There’s no easier way to lose readers – and sales – than by publishing a book full of simple mistakes. After all, if you don’t care enough to catch basic errors, why should readers care about your book? Spellcheck can go a long way, but it won’t always save you from grammar mistakes that might go overlooked.
A good editor is never a bad thing if you’re serious about building your audience. But whether you’re hiring an editor or striking out on your own, you can make life easier by making sure these simple mistakes don’t pop up in your book.
Your vs You’re
Your is possessive – as in, “That’s your dog.” You’re is a contraction of “you are.”
Its vs It’s
Along the same lines, its is possessive, and it’s is a contraction of “it is” (or “it has”).
Who’s vs Whose
Whose is possessive. Who’s is a contraction of “who is” or “who has.” Are you sensing a trend?
Their vs They’re vs There
Ready to throw in a third option? Their is possessive, and they’re is a contraction of “they are.” There will cover pretty much everything else, from “There goes the bus” to “Put that box over there” to “There aren’t any cookies here.” (Note: pirates may be inclined to throw in “thar.”)
Lose vs Loose
This is best with a few examples. You can lose your dog if he gets loose from his leash. Your clothes will be loose if you lose a lot of weight. If you have loose change in your pocket, you might lose it. If all else fails, read your sentence aloud; if the word sounds like it ends with a ‘z’ then it’s lose; if it sounds like an ‘s’ then it’s loose.
Compliment vs Complement
The only difference is an ‘i’ and an ‘e’. So what’s the real difference? Compliment – with an ‘i’ – means you’re saying something nice to someone.

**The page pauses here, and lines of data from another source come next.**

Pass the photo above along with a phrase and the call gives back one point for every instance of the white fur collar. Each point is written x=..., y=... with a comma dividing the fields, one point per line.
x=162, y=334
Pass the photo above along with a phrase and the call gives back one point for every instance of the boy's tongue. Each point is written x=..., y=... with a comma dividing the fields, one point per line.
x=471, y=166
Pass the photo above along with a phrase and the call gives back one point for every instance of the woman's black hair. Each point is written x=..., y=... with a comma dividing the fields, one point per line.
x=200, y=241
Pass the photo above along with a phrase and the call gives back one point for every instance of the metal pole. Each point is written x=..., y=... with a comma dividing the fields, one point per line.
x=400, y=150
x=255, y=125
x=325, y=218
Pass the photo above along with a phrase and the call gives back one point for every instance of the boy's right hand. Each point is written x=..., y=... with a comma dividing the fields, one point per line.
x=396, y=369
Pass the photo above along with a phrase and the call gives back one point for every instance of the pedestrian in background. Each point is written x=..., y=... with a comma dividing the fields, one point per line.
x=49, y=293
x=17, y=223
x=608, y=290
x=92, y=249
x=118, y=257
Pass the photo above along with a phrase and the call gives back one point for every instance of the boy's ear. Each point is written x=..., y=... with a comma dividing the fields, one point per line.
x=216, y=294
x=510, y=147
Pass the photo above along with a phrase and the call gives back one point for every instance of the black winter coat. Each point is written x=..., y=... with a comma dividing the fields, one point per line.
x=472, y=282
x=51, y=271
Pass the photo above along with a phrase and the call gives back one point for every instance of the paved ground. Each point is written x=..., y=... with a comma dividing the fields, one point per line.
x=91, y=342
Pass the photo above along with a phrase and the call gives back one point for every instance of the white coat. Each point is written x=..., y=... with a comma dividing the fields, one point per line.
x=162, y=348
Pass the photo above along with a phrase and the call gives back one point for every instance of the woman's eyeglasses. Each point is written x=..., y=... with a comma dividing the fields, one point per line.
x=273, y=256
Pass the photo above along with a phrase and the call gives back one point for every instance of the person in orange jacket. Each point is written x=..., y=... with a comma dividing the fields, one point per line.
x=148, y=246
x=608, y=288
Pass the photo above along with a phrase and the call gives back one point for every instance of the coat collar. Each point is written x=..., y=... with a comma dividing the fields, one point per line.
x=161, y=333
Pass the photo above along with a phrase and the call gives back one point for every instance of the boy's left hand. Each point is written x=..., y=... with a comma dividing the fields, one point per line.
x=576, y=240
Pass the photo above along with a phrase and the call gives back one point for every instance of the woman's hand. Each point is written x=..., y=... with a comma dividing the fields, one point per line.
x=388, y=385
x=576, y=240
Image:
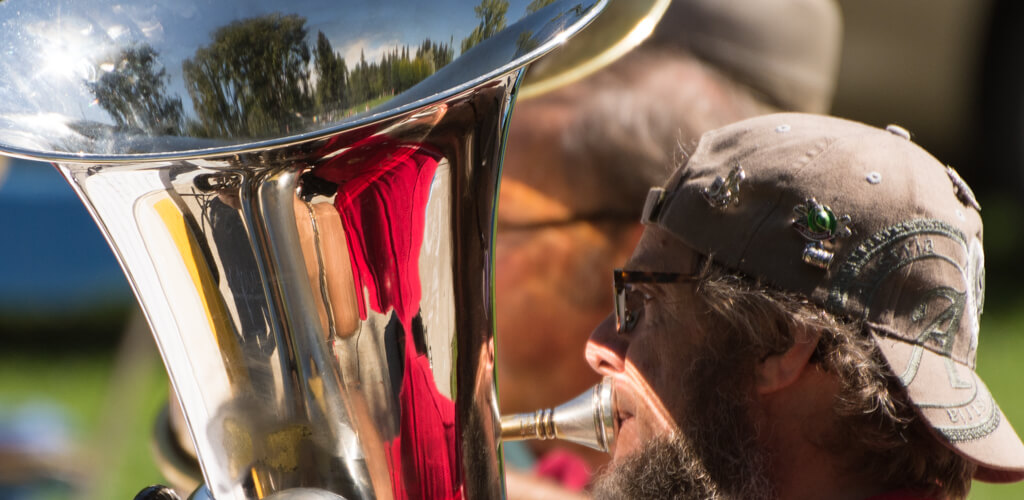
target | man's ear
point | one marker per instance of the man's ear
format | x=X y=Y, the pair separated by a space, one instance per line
x=779 y=371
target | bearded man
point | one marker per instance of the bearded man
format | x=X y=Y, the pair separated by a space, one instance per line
x=799 y=321
x=581 y=159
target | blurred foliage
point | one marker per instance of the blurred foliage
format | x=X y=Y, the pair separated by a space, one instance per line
x=133 y=93
x=492 y=15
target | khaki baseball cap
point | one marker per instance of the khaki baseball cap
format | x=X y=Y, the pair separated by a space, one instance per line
x=868 y=225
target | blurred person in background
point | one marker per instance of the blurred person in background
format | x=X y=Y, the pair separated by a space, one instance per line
x=579 y=163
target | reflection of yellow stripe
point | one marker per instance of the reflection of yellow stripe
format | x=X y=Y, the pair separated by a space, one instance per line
x=216 y=314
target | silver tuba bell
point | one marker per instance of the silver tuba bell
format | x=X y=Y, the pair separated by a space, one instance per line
x=302 y=197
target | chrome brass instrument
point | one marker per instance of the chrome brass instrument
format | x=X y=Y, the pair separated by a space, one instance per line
x=589 y=420
x=302 y=197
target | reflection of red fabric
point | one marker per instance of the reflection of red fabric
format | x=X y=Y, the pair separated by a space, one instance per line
x=565 y=468
x=423 y=457
x=383 y=189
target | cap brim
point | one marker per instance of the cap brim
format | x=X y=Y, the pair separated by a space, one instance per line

Or, as an easy way to remember, “I am saying something nice to someone.” If you complement something, you’re adding to or improving it.
Farther vs Further
Farther refers to a physical distance – long distances are always far. “His house is farther away than mine.” Further is more figurative and means an extent of time or degree, as in “Tom wanted to talk further about the plan.” Farther and further are more readily accepted as being interchangeable than other examples in this list.